“There are some projects you take on because they pay the bills — and then there are ones that feel like a gift.

This was the latter.

My good friend Zach Moore shot this Super 8 film over the course of many years. It’s a collection of quiet moments, intimate portraits, and fragments of time — all captured with that unmistakable warmth and imperfection that only film can give you. When I finally sat down to watch the cut, I was genuinely moved. Not just by the visuals, but by the emotion behind them. This wasn’t just nostalgia — it was something deeper. Something lived-in.

I knew immediately: I had to color this.

Honoring the Texture of Time

Super 8 is already a format soaked in emotion. The grain, the softness, the flicker — it all speaks a language of memory. So the last thing I wanted to do was over-polish or force it into a modern aesthetic. The goal was preservation, not transformation. I wanted to elevate what was already there without getting in its way.

I leaned into the natural tones of the footage, letting the color shifts and imperfections speak for themselves. Where needed, I gently guided the eye — enhancing warmth, shaping contrast, or helping a shot breathe a little more. But the touch was always light. The guiding principle was: treat this like a photograph someone held onto for 20 years.

Crafting the Look: A Love Letter to Imagined Nostalgia

When it came to shaping the overall look of the film, Zach and I tossed around a few reference points — old skate videos, film stills, photography books — but in the end, I found myself reaching deeper into something more instinctive. I started thinking about New York City during what I like to imagine was its cinematic golden era. Not the polished version you see in commercials, but the real thing — grainy, warm, a little hazy, full of soul.

I asked myself: If someone had wandered the streets with a Super 8 camera in the ’70s or ’80s — not for a project, but just to remember the feeling of being alive — what would that film look like today?

That question became the north star. The palette leaned toward golden ambers and soft blue shadows, with just enough contrast to give the images structure without feeling overworked. I wanted it to feel timeless — like it could’ve been developed last week or 40 years ago.
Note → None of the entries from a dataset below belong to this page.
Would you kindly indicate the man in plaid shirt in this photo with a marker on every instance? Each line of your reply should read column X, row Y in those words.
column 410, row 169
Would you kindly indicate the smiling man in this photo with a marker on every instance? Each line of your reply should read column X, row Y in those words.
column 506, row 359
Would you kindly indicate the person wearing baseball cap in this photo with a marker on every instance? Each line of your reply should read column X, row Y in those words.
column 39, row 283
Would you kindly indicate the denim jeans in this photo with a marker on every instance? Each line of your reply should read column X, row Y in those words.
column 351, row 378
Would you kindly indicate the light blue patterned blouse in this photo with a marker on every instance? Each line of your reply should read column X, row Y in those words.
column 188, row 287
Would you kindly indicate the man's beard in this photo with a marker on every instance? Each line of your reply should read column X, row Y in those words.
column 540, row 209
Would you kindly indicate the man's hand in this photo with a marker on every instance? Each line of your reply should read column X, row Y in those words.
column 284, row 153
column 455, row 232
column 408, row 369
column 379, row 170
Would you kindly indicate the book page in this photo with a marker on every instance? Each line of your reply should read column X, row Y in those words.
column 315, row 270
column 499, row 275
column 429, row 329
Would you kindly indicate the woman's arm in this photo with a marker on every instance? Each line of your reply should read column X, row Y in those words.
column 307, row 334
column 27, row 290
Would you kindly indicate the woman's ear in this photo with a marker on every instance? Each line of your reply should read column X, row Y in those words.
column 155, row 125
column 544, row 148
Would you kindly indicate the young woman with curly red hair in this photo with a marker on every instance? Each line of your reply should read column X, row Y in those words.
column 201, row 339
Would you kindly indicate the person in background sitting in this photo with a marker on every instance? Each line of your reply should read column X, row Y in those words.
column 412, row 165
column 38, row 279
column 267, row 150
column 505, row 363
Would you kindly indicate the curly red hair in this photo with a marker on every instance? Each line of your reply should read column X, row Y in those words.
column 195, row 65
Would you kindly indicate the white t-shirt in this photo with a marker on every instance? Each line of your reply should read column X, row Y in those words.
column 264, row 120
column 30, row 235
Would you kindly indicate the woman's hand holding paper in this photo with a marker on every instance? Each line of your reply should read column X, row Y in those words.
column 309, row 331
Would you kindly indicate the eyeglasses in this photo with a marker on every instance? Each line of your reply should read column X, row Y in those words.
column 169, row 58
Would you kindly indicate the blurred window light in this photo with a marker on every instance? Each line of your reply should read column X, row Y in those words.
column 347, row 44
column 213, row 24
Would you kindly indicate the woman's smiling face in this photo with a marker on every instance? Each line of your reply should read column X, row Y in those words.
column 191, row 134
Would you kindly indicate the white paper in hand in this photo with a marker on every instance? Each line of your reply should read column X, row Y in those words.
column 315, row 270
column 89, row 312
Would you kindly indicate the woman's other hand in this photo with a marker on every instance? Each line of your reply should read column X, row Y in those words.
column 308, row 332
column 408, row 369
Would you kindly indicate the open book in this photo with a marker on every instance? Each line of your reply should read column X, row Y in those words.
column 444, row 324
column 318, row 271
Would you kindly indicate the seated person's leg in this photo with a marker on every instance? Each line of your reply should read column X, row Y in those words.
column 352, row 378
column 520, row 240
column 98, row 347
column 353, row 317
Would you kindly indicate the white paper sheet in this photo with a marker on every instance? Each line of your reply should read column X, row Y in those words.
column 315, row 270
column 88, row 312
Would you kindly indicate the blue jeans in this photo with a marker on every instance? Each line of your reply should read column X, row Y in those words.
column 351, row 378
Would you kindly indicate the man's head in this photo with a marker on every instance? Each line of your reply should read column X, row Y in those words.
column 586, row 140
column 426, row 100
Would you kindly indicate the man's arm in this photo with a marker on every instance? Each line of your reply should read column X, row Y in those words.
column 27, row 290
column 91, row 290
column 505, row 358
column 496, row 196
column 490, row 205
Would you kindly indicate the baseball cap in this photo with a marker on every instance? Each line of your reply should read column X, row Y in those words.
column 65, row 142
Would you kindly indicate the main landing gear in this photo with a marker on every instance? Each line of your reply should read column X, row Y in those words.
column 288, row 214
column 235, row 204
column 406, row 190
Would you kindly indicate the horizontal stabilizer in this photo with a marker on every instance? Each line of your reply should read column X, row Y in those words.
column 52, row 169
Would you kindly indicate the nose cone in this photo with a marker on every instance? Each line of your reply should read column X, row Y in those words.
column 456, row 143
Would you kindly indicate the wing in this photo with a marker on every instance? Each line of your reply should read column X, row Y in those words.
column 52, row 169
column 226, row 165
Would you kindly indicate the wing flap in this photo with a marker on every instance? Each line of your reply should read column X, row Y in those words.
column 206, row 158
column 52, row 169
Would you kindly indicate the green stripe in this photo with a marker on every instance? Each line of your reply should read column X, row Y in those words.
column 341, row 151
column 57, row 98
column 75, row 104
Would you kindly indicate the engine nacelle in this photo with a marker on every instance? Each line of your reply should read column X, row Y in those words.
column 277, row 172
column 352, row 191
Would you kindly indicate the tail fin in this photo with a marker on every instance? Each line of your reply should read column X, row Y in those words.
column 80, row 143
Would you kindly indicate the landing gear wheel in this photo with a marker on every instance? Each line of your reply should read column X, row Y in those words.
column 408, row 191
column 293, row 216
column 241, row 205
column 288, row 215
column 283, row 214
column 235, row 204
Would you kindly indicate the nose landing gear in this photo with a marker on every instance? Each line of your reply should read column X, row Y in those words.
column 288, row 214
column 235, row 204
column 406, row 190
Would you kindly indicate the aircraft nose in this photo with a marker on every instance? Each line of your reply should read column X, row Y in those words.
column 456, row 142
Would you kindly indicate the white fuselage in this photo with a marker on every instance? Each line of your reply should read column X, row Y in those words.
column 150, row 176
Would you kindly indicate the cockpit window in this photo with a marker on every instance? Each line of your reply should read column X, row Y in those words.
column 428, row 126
The goal was to evoke memory, not mimic a specific reference.

There’s something powerful about crafting a look that doesn’t just match a time period — it taps into the feeling of a time that maybe never even existed, except in our collective imagination. That’s where the real magic lives.

When the Film Fights You

Of course, working with Super 8 also means embracing its limitations. There were a few shots where the lighting didn’t quite cooperate — too dim, too blown out, or just living in that unpredictable in-between space. That’s the nature of film: you don’t always get a second take, and you’re often flying blind until the footage is developed.

But that’s where years of grading experience come in. I leaned on some of my favorite tricks to recover and preserve as much detail as possible — using gentle isolation, contrast shaping, and tonal balancing to bring these moments back to life without losing their integrity. Zach was genuinely impressed with how those shots turned out. And honestly, so was I.

A Dialogue, Not Dictation

Working with Zach is always a creative dialogue. He trusts my eye, and I trust his instincts. We talked a lot about restraint, about emotion, about what we didn’t want to do. No artificial drama. No digital tricks. Just an honest presentation of what he captured — and why.

Some scenes leaned more golden, embracing that timeless, late-summer warmth. Others fell toward the cooler, desaturated end, letting silence and stillness take the lead. Every moment had its own emotional weight, and the grade followed that rhythm.

The Result

This film reminds me why I got into color in the first place — to help people feel something through image alone.

It’s not always about big budgets or fancy gear. Sometimes it’s about seeing the heart in a project and doing everything you can to let that shine.

Color isn’t just about fixing shots or adding a cool look — in the hands of someone who understands it, color becomes emotional architecture. It doesn’t just enhance an image… it shapes how we experience it. How we remember it. How we feel it, long after it’s gone.